NASA Spending Text-to-SQL Agent

Multi-turn conversational agent that translates natural-language questions about NASA federal spending into SQL queries, executes them against a local SQLite database, and returns structured tabular results.

How it works

Schema knowledge: The agent receives a compact schema summary in its system prompt and can read detailed per-table documentation from workspace files on demand.
SQL execution: A custom SqlCapability provides a run_sql tool with guardrails — read-only mode, statement validation, row limits, and query timeouts. The agent is instructed to use run_sql for all queries; the tool enforces read-only access at the SQLite level.
Multi-turn conversation: The agent retains context across turns, so you can ask follow-up questions like "break that down by year" or "just the top 5".
Compaction: Uses the Compaction capability to automatically summarize older conversation context, keeping long sessions within the model's context window.
Pause/resume: Type exit to pause the sandbox and quit. Run the script again to reconnect to the same paused sandbox — no re-download needed. If the sandbox can't be reconnected (e.g. it was deleted or expired), a fresh one is created and the database is rebuilt automatically.
Memory: Uses the Memory capability to extract learnings from each conversation and consolidate them into structured files. On subsequent sessions, the agent starts with context from previous conversations (useful query patterns, data caveats, etc.).

Data

The database contains NASA federal spending data from USAspending.gov, defaulting to FY2021-FY2025 (configurable via --start-fy/--end-fy flags on setup_db.py).

It uses a single spending table where each row is one transaction (obligation, modification, or de-obligation) on a federal award. The agent aggregates as needed via SQL.
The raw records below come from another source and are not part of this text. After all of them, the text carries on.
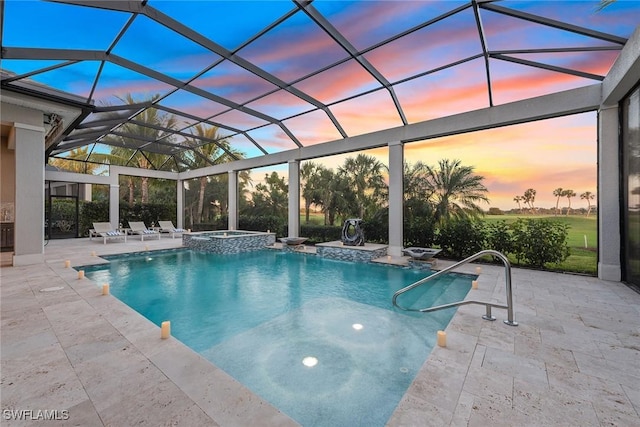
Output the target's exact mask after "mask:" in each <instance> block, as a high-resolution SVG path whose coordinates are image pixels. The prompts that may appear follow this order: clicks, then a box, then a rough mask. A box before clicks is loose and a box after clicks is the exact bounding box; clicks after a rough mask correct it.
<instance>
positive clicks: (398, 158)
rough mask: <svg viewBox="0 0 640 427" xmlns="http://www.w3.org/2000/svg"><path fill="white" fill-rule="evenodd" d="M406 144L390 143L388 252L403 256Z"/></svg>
mask: <svg viewBox="0 0 640 427" xmlns="http://www.w3.org/2000/svg"><path fill="white" fill-rule="evenodd" d="M403 173H404V145H403V144H402V142H400V141H393V142H390V143H389V248H388V249H387V254H389V255H391V256H401V255H402V249H403V242H404V235H403V222H404V219H403V218H404V214H403V208H404V183H403Z"/></svg>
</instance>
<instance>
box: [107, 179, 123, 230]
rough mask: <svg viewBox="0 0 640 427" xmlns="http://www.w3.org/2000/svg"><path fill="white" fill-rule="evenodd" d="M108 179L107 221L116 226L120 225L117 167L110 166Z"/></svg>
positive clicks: (119, 214)
mask: <svg viewBox="0 0 640 427" xmlns="http://www.w3.org/2000/svg"><path fill="white" fill-rule="evenodd" d="M109 181H110V182H109V223H110V224H111V226H112V227H118V226H119V225H120V172H119V171H118V170H117V168H115V167H111V171H110V173H109ZM123 225H125V224H123Z"/></svg>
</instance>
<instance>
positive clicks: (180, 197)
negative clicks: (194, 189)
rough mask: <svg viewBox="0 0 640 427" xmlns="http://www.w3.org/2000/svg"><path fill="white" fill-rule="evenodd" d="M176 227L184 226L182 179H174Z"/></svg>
mask: <svg viewBox="0 0 640 427" xmlns="http://www.w3.org/2000/svg"><path fill="white" fill-rule="evenodd" d="M176 227H178V228H184V180H182V179H178V180H176Z"/></svg>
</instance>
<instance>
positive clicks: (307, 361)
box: [302, 356, 318, 368]
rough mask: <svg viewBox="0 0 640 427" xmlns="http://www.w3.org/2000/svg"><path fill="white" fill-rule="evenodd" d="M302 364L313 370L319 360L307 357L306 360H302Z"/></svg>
mask: <svg viewBox="0 0 640 427" xmlns="http://www.w3.org/2000/svg"><path fill="white" fill-rule="evenodd" d="M302 364H303V365H304V366H306V367H308V368H313V367H314V366H316V365H317V364H318V359H317V358H316V357H313V356H307V357H305V358H304V359H302Z"/></svg>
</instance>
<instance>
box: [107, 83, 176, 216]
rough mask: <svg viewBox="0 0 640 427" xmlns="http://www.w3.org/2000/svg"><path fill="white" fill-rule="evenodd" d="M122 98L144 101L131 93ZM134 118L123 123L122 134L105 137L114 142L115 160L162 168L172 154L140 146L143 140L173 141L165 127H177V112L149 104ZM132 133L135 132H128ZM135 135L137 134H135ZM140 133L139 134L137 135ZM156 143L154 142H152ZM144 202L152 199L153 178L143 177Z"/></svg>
mask: <svg viewBox="0 0 640 427" xmlns="http://www.w3.org/2000/svg"><path fill="white" fill-rule="evenodd" d="M159 98H160V95H159V94H156V95H153V96H152V97H151V99H150V101H151V102H155V101H156V100H157V99H159ZM119 99H120V100H121V101H122V102H124V103H126V104H129V105H133V104H139V103H140V101H138V100H136V99H134V98H133V96H132V95H131V94H126V95H125V96H124V97H123V98H119ZM134 120H135V123H134V122H127V123H125V124H123V125H122V126H120V127H119V128H118V129H117V131H118V134H112V135H109V137H108V138H107V139H106V140H105V142H106V143H111V144H112V145H113V148H112V150H111V161H110V163H113V164H128V163H131V162H133V163H135V166H137V167H139V168H141V169H158V168H159V166H160V165H161V164H163V163H164V162H165V160H166V159H167V157H168V156H166V155H162V154H157V153H153V152H150V151H144V152H143V151H142V150H140V149H139V148H138V147H139V146H140V144H141V141H159V140H162V141H165V142H171V137H170V136H169V135H170V133H169V132H167V131H165V130H164V129H168V130H169V129H175V128H176V126H177V119H176V117H175V116H174V115H173V114H166V113H163V112H161V111H160V110H157V109H155V108H146V109H145V110H144V111H143V112H142V113H140V114H138V115H137V116H135V117H134ZM128 135H131V136H128ZM134 135H135V136H136V137H134ZM137 137H139V138H137ZM152 144H153V142H152ZM141 181H142V183H141V190H142V198H141V202H142V203H147V202H148V199H149V178H148V177H142V178H141ZM129 203H133V178H132V177H129Z"/></svg>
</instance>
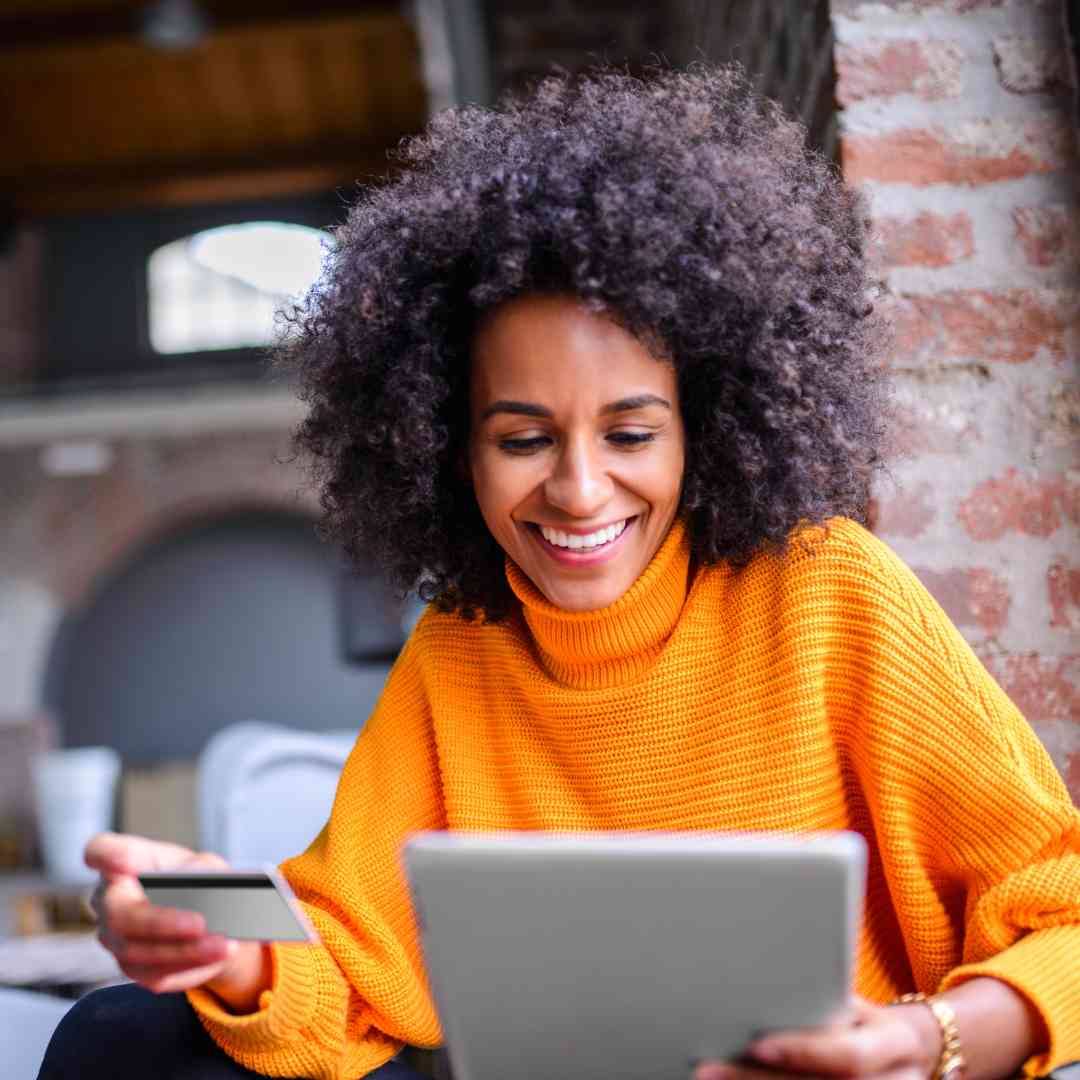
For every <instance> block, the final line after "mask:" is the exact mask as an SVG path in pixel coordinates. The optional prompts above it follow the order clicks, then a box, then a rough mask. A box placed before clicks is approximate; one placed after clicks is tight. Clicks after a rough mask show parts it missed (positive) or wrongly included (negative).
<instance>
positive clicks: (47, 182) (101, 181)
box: [0, 148, 399, 218]
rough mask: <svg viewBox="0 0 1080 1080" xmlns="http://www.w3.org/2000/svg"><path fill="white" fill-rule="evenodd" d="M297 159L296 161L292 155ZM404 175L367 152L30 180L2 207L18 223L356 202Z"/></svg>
mask: <svg viewBox="0 0 1080 1080" xmlns="http://www.w3.org/2000/svg"><path fill="white" fill-rule="evenodd" d="M291 157H292V156H291ZM396 172H399V166H397V165H396V163H394V162H391V161H390V160H389V159H388V158H387V156H386V152H384V151H382V152H379V151H377V150H376V149H374V148H368V149H366V150H364V151H361V152H355V153H340V154H337V156H335V157H334V158H330V159H328V158H326V157H325V156H323V157H316V156H312V157H311V158H309V159H308V160H307V161H306V162H302V163H299V162H296V161H295V160H294V161H293V162H292V163H285V162H282V163H271V162H266V163H262V164H256V165H233V166H231V167H229V166H222V167H216V168H208V167H207V164H206V163H205V162H201V163H199V164H198V165H194V166H191V167H188V168H184V167H178V168H176V170H171V171H168V172H159V173H157V174H152V173H151V174H149V175H147V174H146V173H141V174H136V173H124V174H119V173H97V174H94V173H81V174H79V175H72V174H64V175H56V174H53V175H42V176H35V177H29V178H27V180H25V181H23V183H21V184H19V185H18V186H17V187H10V186H9V187H8V188H6V189H5V188H3V187H0V205H5V206H8V207H11V208H12V210H13V211H14V213H15V216H17V217H21V218H26V217H38V218H42V217H57V216H63V215H68V214H85V213H108V212H112V211H121V210H129V208H134V207H140V206H141V207H149V206H190V205H197V204H205V203H214V202H238V201H243V200H248V199H270V198H275V197H284V195H299V194H312V193H316V192H320V191H334V190H340V192H341V195H342V198H345V199H351V198H352V197H353V195H354V194H355V192H356V190H357V187H359V186H360V185H362V184H374V183H380V181H381V180H383V179H386V178H387V177H388V176H391V175H394V174H395V173H396Z"/></svg>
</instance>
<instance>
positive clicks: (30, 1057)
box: [0, 988, 72, 1080]
mask: <svg viewBox="0 0 1080 1080" xmlns="http://www.w3.org/2000/svg"><path fill="white" fill-rule="evenodd" d="M71 1004H72V1002H70V1001H65V1000H63V999H62V998H54V997H51V996H50V995H48V994H36V993H35V991H32V990H13V989H6V988H0V1062H3V1076H4V1078H5V1080H35V1078H36V1077H37V1075H38V1069H39V1068H40V1067H41V1058H42V1057H44V1055H45V1048H46V1047H48V1045H49V1040H50V1039H51V1038H52V1037H53V1031H54V1030H55V1029H56V1025H57V1024H58V1023H59V1022H60V1018H62V1017H63V1016H64V1014H65V1013H66V1012H67V1011H68V1009H70V1008H71Z"/></svg>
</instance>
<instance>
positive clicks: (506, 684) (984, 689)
mask: <svg viewBox="0 0 1080 1080" xmlns="http://www.w3.org/2000/svg"><path fill="white" fill-rule="evenodd" d="M808 536H809V535H808ZM811 539H814V540H815V542H813V543H809V544H796V545H795V546H794V548H793V550H792V551H791V552H789V553H788V554H787V555H786V556H783V557H782V556H779V555H761V556H759V557H757V558H756V559H755V561H754V562H753V563H752V564H751V565H750V566H748V567H746V568H744V569H742V570H732V569H730V568H727V567H714V568H708V569H706V570H703V571H700V572H698V573H697V575H694V577H693V581H692V583H690V588H689V591H688V572H689V566H690V561H689V551H688V546H687V542H686V537H685V534H684V531H683V529H681V527H680V526H678V525H676V526H675V527H674V528H673V529H672V532H671V534H670V536H669V537H667V539H666V540H665V541H664V544H663V545H662V548H661V550H660V551H659V552H658V553H657V555H656V557H654V558H653V561H652V563H651V564H650V565H649V567H648V568H647V569H646V571H645V573H644V575H643V576H642V578H639V579H638V581H637V582H635V584H634V585H633V588H632V589H631V590H630V591H629V592H627V593H626V594H625V595H624V596H623V597H622V598H620V599H619V600H618V602H617V603H616V604H613V605H612V606H611V607H610V608H607V609H605V610H603V611H594V612H575V613H571V612H566V611H562V610H559V609H556V608H553V607H552V606H551V605H550V604H548V602H546V600H545V599H544V598H543V597H542V596H541V595H540V594H539V593H538V592H537V591H536V589H535V588H534V586H532V584H531V583H530V582H529V580H528V579H527V578H526V577H525V576H524V575H523V573H522V572H521V571H519V570H518V569H517V568H516V567H515V566H513V565H511V566H509V567H508V575H509V579H510V583H511V585H512V588H513V590H514V592H515V593H516V595H517V597H518V598H519V599H521V602H522V607H521V610H519V611H518V612H517V613H516V615H515V616H513V617H512V618H511V619H510V620H509V621H507V622H504V623H500V624H495V625H484V624H469V623H465V622H464V621H462V620H461V619H459V618H458V617H456V616H448V615H441V613H438V612H435V611H434V610H429V611H428V612H427V613H426V615H424V617H423V618H422V619H421V620H420V623H419V624H418V625H417V627H416V631H415V632H414V634H413V636H411V638H410V639H409V642H408V644H407V645H406V647H405V649H404V650H403V652H402V656H401V657H400V658H399V661H397V663H396V664H395V666H394V670H393V672H392V674H391V676H390V679H389V681H388V684H387V688H386V690H384V692H383V694H382V698H381V699H380V701H379V704H378V706H377V708H376V710H375V713H374V714H373V716H372V718H370V719H369V720H368V723H367V724H366V726H365V727H364V729H363V731H362V732H361V735H360V738H359V740H357V742H356V745H355V747H354V750H353V752H352V754H351V755H350V757H349V760H348V762H347V765H346V767H345V770H343V772H342V777H341V782H340V785H339V787H338V793H337V798H336V801H335V806H334V811H333V814H332V818H330V821H329V823H328V824H327V826H326V827H325V828H324V829H323V832H322V833H321V834H320V836H319V837H318V838H316V839H315V841H314V842H313V843H312V846H311V847H310V848H309V850H308V851H307V852H306V853H305V854H302V855H300V856H298V858H296V859H293V860H289V861H288V862H286V863H285V864H284V870H285V874H286V876H287V877H288V879H289V881H291V882H292V885H293V888H294V889H295V890H296V892H297V894H298V895H299V896H300V899H301V900H302V901H303V902H305V903H306V905H307V907H308V910H309V913H310V915H311V918H312V920H313V921H314V923H315V926H316V927H318V929H319V932H320V934H321V935H322V940H323V943H324V945H323V947H309V946H296V945H293V946H289V945H276V946H274V948H273V954H274V978H273V986H272V988H271V989H270V990H268V991H266V993H265V994H264V995H262V999H261V1002H260V1010H259V1011H258V1012H256V1013H253V1014H252V1015H248V1016H232V1015H230V1014H228V1013H227V1012H225V1011H224V1010H222V1009H221V1008H220V1005H219V1004H218V1003H217V1001H216V999H215V998H214V997H213V996H212V995H210V994H206V993H203V991H192V993H191V994H190V998H191V1001H192V1002H193V1004H194V1005H195V1008H197V1010H198V1012H199V1014H200V1015H201V1017H202V1021H203V1023H204V1024H205V1026H206V1029H207V1030H208V1031H210V1034H211V1035H212V1036H213V1038H214V1039H215V1040H216V1041H217V1042H218V1043H219V1044H220V1045H221V1047H222V1048H225V1050H226V1051H227V1052H228V1053H230V1054H231V1055H232V1056H233V1057H235V1058H237V1059H238V1061H240V1062H242V1063H243V1064H244V1065H246V1066H248V1067H249V1068H253V1069H255V1070H257V1071H260V1072H266V1074H269V1075H272V1076H289V1077H297V1076H311V1077H325V1078H350V1080H351V1078H354V1077H360V1076H363V1075H365V1074H366V1072H368V1071H370V1070H372V1069H374V1068H376V1067H377V1066H378V1065H380V1064H382V1063H383V1062H384V1061H387V1059H388V1058H389V1057H391V1056H392V1055H393V1054H394V1053H395V1052H396V1050H397V1049H399V1047H400V1045H401V1044H402V1043H403V1042H408V1043H413V1044H415V1045H434V1044H437V1043H438V1042H440V1041H441V1031H440V1027H438V1022H437V1017H436V1015H435V1011H434V1008H433V1004H432V1001H431V998H430V996H429V991H428V987H427V983H426V978H424V973H423V969H422V963H421V956H420V950H419V942H418V937H417V933H416V928H415V924H414V921H413V917H411V909H410V906H409V902H408V899H407V891H406V888H405V885H404V880H403V878H402V875H401V870H400V863H399V851H400V848H401V843H402V840H403V839H404V838H405V837H406V836H407V835H408V834H409V833H411V832H415V831H417V829H424V828H454V829H469V831H477V829H507V828H517V829H551V831H564V829H567V831H581V829H694V831H713V829H754V831H761V829H765V831H773V829H774V831H793V832H804V831H808V829H829V828H852V829H856V831H858V832H860V833H861V834H862V835H863V836H864V837H865V838H866V840H867V842H868V845H869V865H868V880H867V906H866V917H865V920H864V926H863V930H862V934H861V939H860V946H859V955H858V960H856V974H855V986H854V988H855V990H856V991H858V993H859V994H861V995H863V996H865V997H866V998H869V999H870V1000H874V1001H879V1002H885V1001H889V1000H891V999H892V998H893V997H895V996H896V995H899V994H901V993H904V991H908V990H914V989H920V990H926V991H934V990H937V989H940V988H943V987H949V986H953V985H956V984H957V983H959V982H962V981H963V980H966V978H971V977H974V976H976V975H994V976H996V977H998V978H1001V980H1003V981H1005V982H1007V983H1009V984H1010V985H1012V986H1013V987H1015V988H1016V989H1017V990H1020V991H1021V993H1022V994H1024V995H1026V996H1027V997H1028V998H1029V999H1030V1000H1031V1001H1032V1002H1034V1003H1035V1005H1036V1007H1037V1008H1038V1010H1039V1011H1040V1013H1041V1014H1042V1016H1043V1018H1044V1021H1045V1023H1047V1026H1048V1029H1049V1031H1050V1036H1051V1048H1050V1052H1049V1053H1048V1054H1042V1055H1038V1056H1036V1057H1032V1058H1031V1059H1029V1061H1028V1062H1027V1064H1026V1067H1027V1069H1028V1070H1029V1071H1031V1072H1036V1074H1038V1072H1044V1071H1047V1070H1049V1069H1051V1068H1054V1067H1056V1066H1057V1065H1059V1064H1062V1063H1064V1062H1067V1061H1070V1059H1076V1058H1080V811H1078V810H1077V809H1076V808H1075V807H1074V805H1072V802H1071V800H1070V799H1069V796H1068V793H1067V791H1066V788H1065V785H1064V783H1063V782H1062V779H1061V777H1059V775H1058V774H1057V772H1056V771H1055V769H1054V766H1053V764H1052V762H1051V760H1050V758H1049V757H1048V755H1047V753H1045V751H1044V750H1043V747H1042V746H1041V744H1040V743H1039V741H1038V739H1037V738H1036V737H1035V734H1034V733H1032V731H1031V729H1030V728H1029V727H1028V726H1027V724H1026V723H1025V720H1024V719H1023V718H1022V717H1021V716H1020V714H1018V713H1017V712H1016V710H1015V708H1014V706H1013V705H1012V704H1011V702H1010V701H1009V699H1008V698H1007V697H1005V694H1004V693H1003V692H1002V691H1001V690H1000V688H999V687H998V686H997V685H996V684H995V683H994V680H993V679H991V678H990V676H989V675H988V674H987V673H986V671H985V670H984V669H983V666H982V665H981V664H980V663H978V661H977V660H976V658H975V657H974V656H973V653H972V652H971V650H970V649H969V648H968V646H967V645H966V643H964V642H963V639H962V638H961V637H960V635H959V634H958V633H957V632H956V631H955V630H954V627H953V626H951V625H950V624H949V622H948V620H947V619H946V617H945V615H944V613H943V612H942V610H941V609H940V608H939V606H937V605H936V604H935V603H934V600H933V599H932V598H931V597H930V595H929V594H928V593H927V592H926V590H923V588H922V586H921V585H920V584H919V582H918V580H917V579H916V578H915V577H914V575H913V573H912V572H910V571H909V570H908V569H907V568H906V567H905V566H904V565H903V564H902V563H901V562H900V561H899V559H897V558H896V557H895V556H894V555H893V554H892V553H891V552H890V551H889V550H888V549H887V548H886V546H885V545H883V544H881V543H880V542H879V541H878V540H876V539H875V538H874V537H872V536H870V535H869V534H867V532H866V531H865V530H864V529H862V528H861V527H859V526H858V525H855V524H854V523H852V522H849V521H845V519H837V521H835V522H833V523H832V524H831V526H829V528H828V529H827V531H826V532H824V534H822V532H821V530H815V532H814V534H813V535H812V537H811ZM527 1022H528V1017H523V1023H527ZM570 1067H571V1068H572V1065H571V1066H570Z"/></svg>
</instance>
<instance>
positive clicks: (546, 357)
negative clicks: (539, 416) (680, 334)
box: [471, 297, 676, 408]
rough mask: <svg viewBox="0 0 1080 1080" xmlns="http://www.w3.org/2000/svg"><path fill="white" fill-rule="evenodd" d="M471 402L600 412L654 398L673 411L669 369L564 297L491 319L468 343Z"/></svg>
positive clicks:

The database is built automatically on first run (requires internet access in the sandbox). Subsequent runs reuse the existing database.

Prerequisites

Python 3.12+
openai-agents installed with Daytona support (uv sync --extra daytona from repo root)
OPENAI_API_KEY environment variable set (for the LLM)
DAYTONA_API_KEY environment variable set (for the sandbox — get one at daytona.io)
Internet access (for first-run database setup inside the sandbox)

Run

From the repository root:

bash

export OPENAI_API_KEY="sk-..."
export DAYTONA_API_KEY="..."
uv run python -m examples.sandbox.extensions.daytona.usaspending_text2sql.agent

Example questions

> What are NASA's top 10 contractors by total spending?
> Break that down by fiscal year
> Which NASA centers award the most contracts?
> Show me grants to universities in California
> How has NASA spending changed over time?
> What are the largest individual awards in the last 3 years?
> Compare contract vs grant spending by year

Architecture

daytona/usaspending_text2sql/
├── agent.py            — SandboxAgent definition + interactive REPL
├── sql_capability.py   — SqlCapability (Capability) with run_sql tool and guardrails
├── setup_db.py         — Runs inside sandbox; fetches data from USAspending API, builds SQLite DB
├── schema/
│   ├── overview.md     — Compact schema summary (injected into instructions)
│   └── tables/         — Per-table column documentation (read on demand via Shell capability)
└── README.md

SQL guardrails (defense in depth)

Connection-level: SQLite opened with ?mode=ro URI (read-only)
PRAGMA: query_only = ON prevents writes even if validation is bypassed
Statement validation: Only SELECT, WITH, EXPLAIN, PRAGMA are allowed
Row limit: Hard cap (default 100 rows) with truncation detection
Timeout: Queries killed after 30 seconds

Audit log

All sandbox operations (exec calls, start/stop, SQL queries and their results) are logged to .audit_log.jsonl as structured JSONL events via the SDK's Instrumentation and JsonlOutboxSink. This is useful for debugging, replaying sessions, or inspecting exactly what SQL the agent ran.

Sandbox

This example uses Daytona as its sandbox backend. The agent and capability definitions are backend-agnostic, but the entrypoint (agent.py) hardcodes DaytonaSandboxClient and Daytona-specific features like pause/resume.